TPA ensures strong trade agreements


Every corner of Ohio, from our farms to our factories, benefits from trade, and the reason is simple. Trade pacts allow us to expand exports with other nations and reach new customers for Ohio small businesses, manufacturers, and farmers.

That is why TPA, short for Trade Promotion Authority, is so important.

TPA is the framework in which we can negotiate trade pacts, and it ensures we secure the best trade agreements possible for Ohio workers and farmers. In our state, one in five jobs depends on trade. In agriculture, Ohio is the 10th largest exporter in the country and the pork industry alone supports more than 8,700 jobs.

Phillip, a pork producer in Preble County, recently wrote in an email that strong trade pacts mean more opportunities and growth for his business.

“For over 40 years my family has produced pork in Preble County,” Phillip wrote. “I know firsthand how difficult it is to stay in this business and make a profit. TPA is important because it will allow the TPP negotiations among Pacific Rim countries that could provide many new opportunities for exporting pork.”

TPA puts lawmakers in the driver’s seat to set clear objectives, ensure transparency, and hold the administration accountable in trade negotiations with other countries, such as the Trans-Pacific Partnership that Phillip mentioned.

Here are just three of the ways how: First, TPA requires the administration to allow Congress to read trade agreements at any time during the negotiating process. Along the way, TPA requires the administration to post up-to-date summaries on their progress to the public. And at least 60 days before the president enters into an agreement, the president must make it publicly available for everyone to read.

With TPA, we will ensure trade agreements are in line with the people’s priorities. If the president negotiates an agreement that doesn’t meet our objectives, we can stop the trade agreement with an up or down vote and shut off the ‘fast-tracked’ trade authority if it is a bad deal.

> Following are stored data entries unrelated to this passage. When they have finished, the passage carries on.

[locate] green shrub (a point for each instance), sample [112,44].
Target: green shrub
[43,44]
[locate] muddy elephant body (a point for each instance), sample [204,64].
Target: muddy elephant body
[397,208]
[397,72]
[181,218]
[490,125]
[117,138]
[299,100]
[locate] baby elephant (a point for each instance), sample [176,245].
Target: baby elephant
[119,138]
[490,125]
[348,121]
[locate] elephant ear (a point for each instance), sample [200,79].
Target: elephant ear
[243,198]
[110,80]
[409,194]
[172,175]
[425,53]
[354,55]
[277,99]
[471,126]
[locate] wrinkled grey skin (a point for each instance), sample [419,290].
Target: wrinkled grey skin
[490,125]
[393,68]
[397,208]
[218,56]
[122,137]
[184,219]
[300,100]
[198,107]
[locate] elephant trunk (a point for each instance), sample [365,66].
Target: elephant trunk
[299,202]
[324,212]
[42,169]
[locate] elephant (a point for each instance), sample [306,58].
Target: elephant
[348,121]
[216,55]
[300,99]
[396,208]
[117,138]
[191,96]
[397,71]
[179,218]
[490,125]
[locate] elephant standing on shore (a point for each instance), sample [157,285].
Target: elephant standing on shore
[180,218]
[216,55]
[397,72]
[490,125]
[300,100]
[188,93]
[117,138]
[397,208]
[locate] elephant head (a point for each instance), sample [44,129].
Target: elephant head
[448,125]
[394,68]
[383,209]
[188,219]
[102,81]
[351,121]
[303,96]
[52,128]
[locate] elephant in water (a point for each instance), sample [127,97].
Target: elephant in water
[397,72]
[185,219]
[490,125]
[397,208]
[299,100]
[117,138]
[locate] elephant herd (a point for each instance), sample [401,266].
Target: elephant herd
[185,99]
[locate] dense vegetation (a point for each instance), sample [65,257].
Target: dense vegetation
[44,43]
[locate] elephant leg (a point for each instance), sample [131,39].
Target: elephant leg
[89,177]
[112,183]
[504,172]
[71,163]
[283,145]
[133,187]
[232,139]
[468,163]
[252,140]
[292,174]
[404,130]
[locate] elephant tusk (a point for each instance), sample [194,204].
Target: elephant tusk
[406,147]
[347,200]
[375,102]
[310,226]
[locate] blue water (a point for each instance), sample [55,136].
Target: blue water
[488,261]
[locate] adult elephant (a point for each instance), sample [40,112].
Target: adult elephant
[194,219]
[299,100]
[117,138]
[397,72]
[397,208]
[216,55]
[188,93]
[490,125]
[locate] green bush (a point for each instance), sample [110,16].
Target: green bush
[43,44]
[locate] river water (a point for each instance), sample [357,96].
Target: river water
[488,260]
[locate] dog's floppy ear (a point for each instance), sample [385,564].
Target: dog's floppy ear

To be clear, TPA doesn’t give more power to the president. In fact, we’ve given previous administrations, including President Reagan, this authority for the past 40 years. TPA sets the rules and even strengthens the House and Senate’s role in trade negotiations, while also giving the American people a say in the process.

Whether on a farm like Phillip’s or in a factory in Ohio, strong trade agreements are good for jobs. That is why conservatives, focused on robust economic growth, are lining up behind it. Americans for Tax Reform, for example, is one of TPA’s supporters and “urges all free market conservatives on and off Capitol Hill to be as well.”

I couldn’t agree more. With 95 percent of the world’s customers living outside the United States and jobs tied to trade paying more than the average wage, more trade means more jobs, better business, and higher wages here at home. To unlock this potential in Ohio, TPA is critically important.